For me Altidore still has some work to do. I love his brazenness and the fact that he scores goals and I want to continue to see him play meaningful minutes, but…for a man his size he gets pushed around too much; he doesn’t hold the ball that well; he too often will pull up in his runs rather than making the first hard run to the near post; it sometimes looks like he wears bricks for boots. That said you can’t argue with production. He scored three goals against Trinidad & Tobago, two last night though only one counted and one against El Salvador earlier in qualifying. It was fun to watch him partner our hottest forward Charlie Davies. Davies was a handful for the Salvadorans. I love his direct style and his appetite for goal. Last night he didn’t get on the scoresheet, though he came close on a couple of occasions. He is the kind of player that makes room for Altidore and deep runs from Donovan, Dempsey, Michael Bradley, Benny Feilhaber and others by instilling fear in the hearts of the opposing defenders. As long as he stays healthy and in-form the US will have a weapon against any team in the world.
Feilhaber and Bradley partnered in the middle for the US. Both put in solid performances. Most of the play was on the wide parts of the field so they didn’t get as many touches as normal. El Salvador did not maintain any possession, nor did it generate any chances through the midfield so the dropping of more defensively minded Ricardo Clark did not cause problems. Feilhaber added a creativity and calmness to the midfield. He had a few standout moments, sombreroing a Salvadoran on one occasion, lulling another to sleep before blowing past and delivering a cross that Dempsey should have finished on another. Bradley picked some good moments to move forward but apparently did not wear his shooting boots because his attempts at goal never challenged the goalkeeper.
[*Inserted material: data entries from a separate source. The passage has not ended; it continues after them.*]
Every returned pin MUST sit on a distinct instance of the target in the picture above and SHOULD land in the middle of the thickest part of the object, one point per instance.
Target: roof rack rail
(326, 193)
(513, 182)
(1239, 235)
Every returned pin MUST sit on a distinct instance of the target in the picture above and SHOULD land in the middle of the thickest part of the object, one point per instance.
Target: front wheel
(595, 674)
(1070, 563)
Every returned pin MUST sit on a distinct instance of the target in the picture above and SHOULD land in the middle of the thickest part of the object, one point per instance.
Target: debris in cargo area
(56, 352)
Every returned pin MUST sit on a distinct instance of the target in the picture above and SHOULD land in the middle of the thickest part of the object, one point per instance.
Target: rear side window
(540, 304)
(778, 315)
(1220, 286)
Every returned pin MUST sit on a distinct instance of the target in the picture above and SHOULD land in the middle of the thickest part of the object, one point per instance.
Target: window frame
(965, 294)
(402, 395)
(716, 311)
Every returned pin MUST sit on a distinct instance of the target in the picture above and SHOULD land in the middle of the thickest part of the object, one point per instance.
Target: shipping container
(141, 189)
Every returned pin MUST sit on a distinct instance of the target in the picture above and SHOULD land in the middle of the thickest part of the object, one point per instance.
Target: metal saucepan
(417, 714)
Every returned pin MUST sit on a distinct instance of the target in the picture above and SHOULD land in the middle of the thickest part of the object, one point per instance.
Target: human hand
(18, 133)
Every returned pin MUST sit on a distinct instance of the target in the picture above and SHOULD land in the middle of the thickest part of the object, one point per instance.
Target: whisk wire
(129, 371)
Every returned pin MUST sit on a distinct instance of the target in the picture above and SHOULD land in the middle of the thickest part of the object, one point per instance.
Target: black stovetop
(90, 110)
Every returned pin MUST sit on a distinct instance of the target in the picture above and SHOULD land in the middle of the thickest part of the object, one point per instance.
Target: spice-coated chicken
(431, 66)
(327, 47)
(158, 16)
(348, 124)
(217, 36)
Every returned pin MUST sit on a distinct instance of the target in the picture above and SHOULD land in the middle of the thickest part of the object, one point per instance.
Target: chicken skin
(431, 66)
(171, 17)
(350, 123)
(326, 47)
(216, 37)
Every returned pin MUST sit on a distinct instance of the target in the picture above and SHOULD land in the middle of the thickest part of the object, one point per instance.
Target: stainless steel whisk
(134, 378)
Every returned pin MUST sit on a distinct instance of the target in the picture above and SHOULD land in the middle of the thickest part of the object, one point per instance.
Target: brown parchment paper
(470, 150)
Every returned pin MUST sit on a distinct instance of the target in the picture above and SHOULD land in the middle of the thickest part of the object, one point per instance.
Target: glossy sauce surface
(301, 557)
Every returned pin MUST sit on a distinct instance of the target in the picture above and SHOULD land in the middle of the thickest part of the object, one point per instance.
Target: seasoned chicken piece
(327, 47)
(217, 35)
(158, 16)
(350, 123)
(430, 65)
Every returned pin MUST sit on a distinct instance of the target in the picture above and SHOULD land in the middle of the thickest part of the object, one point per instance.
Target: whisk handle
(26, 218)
A few times Bradley slowed the attack by taking an extra touch when one would have sufficed.
Bradley waited until the 73rd minute to make a substitution, before exhausting all three with Stuart Holden, Kyle Beckerman and Jose Torres entering for Davies, Altidore and Feilhaber. Holden was an instant spark. He delivered a cross to Torres that was saved nicely by the Salvadoran goalie. Beckerman, playing in his first qualifier, looked nervous. With more time I am sure he will settle in.
It will be interesting to see what changes Bradley will make to the lineup for Wednesday’s qualifier against all but eliminated Trinidad and Tobago. With Mexico winning in Costa Rica last night and Honduras beating Trinidad and Tobago, the US sits tied for first on points with Honduras, a point ahead of Mexico and two ahead of Costa Rica. There’s such a logjam at the top that Costa Rica went from first to fourth in one matchday. So let’s not fret about style Wednesday: just win, baby.